The microturbine works similarly to an internal combustion engine, where it converts the chemical energy into mechanical energy (Veza et al., 2020, p. 4). Since the exhaust after treatment is not required, the oil circuit can be omitted, and the unit becomes compact, light, and more affordable. Fuel cells, unlike any other range extender technology, converts the chemical energy directly into electrical energy. In this way, the necessity of mechanical energy conversion is eliminated. Moreover, compared to BEVs and fuel cell-powered EVs, it is suggested that “normal EVs with a downsized fuel cell as a range extender will be more economically attractive by 2030” (Veza et al., 2020, p. 4).
Furthermore, Low Temperature Combustion (LTC), an advanced combustion concept, can be utilized as a range extender for electric vehicles. LTC differs from conventional spark ignition (SI) combustion and compression ignition (CI) diffusion combustion concepts, offering prominent benefits, such as oxides of nitrogen (NOx) and particulate matter (PM) reduction (Singh and Agarwal, 2017, p. 11). Additionally, it reduces specific fuel consumption and can be beneficial in the implementation of automotive engines.
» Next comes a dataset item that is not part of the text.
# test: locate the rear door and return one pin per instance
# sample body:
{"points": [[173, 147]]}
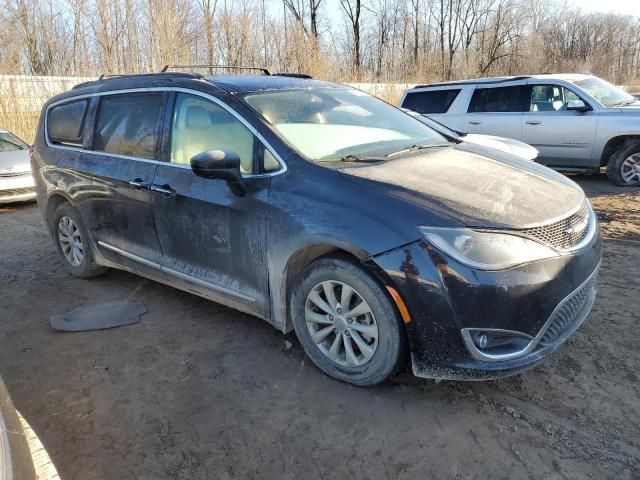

Vehicle to Grid (V2G) Technology and State of the Art
Vehicle-to-grid (V2G) is a concept of two-way use of electric vehicles and hybrids, which involves connecting a car to a common electrical network to recharge the vehicle. At the same time, there is an ability to send electricity back to the network to participate in electricity demand management (Mehrjerdi and Rakhshani, 2019, p. 463). Owners of cars with V2G technology have the opportunity to sell electricity to the grid during the hours when the car is not in use and to charge the car during hours when electricity is cheaper since in many countries the price of electricity depends on the time of day. It is possible to connect cars with this technology to houses and use them as uninterruptible power supplies for households.
Batteries have a finite number of charge cycles as well as an expiration date, so using vehicles as grid storage can affect battery longevity. Studies in which batteries are cycled two or more times a day have shown a significant decrease in capacity and a significant reduction in battery life (Mehrjerdi and Rakhshani, 2019, p. 464). However, battery capacity is a complex function of factors such as battery chemistry, charging and discharging rates, temperature, state of charge, and age. Most studies with slower discharge rates show only a few percent additional degradation, while one study suggested that using mesh storage vehicles could improve durability (Mehrjerdi and Rakhshani, 2019, p. 464).
Most modern battery electric vehicles use lithium-ion cells, which can achieve over 90% efficiency in both directions. Battery performance depends on factors such as charge rate, state of charge, battery health, and temperature. However, most of the loss occurs in system components other than the battery. Power electronics such as inverters usually dominate overall losses, and the overall crank efficiency for the V2G system to range from 53% to 62%. However, overall performance depends on several factors and can vary greatly.
From the perspective of vehicle-to-grid technology, EVs ‘ integration into the smart grid can be beneficial in terms of environmental and economic effectiveness. However, EV charging involves adverse impacts on the current network operation, and appropriate charging management strategies should be implemented (Yong, J. Y. et al., 2015, p. 365). In a nutshell, V2G technology refers to smart charging that results in decarbonization, energy efficiency, and electrification.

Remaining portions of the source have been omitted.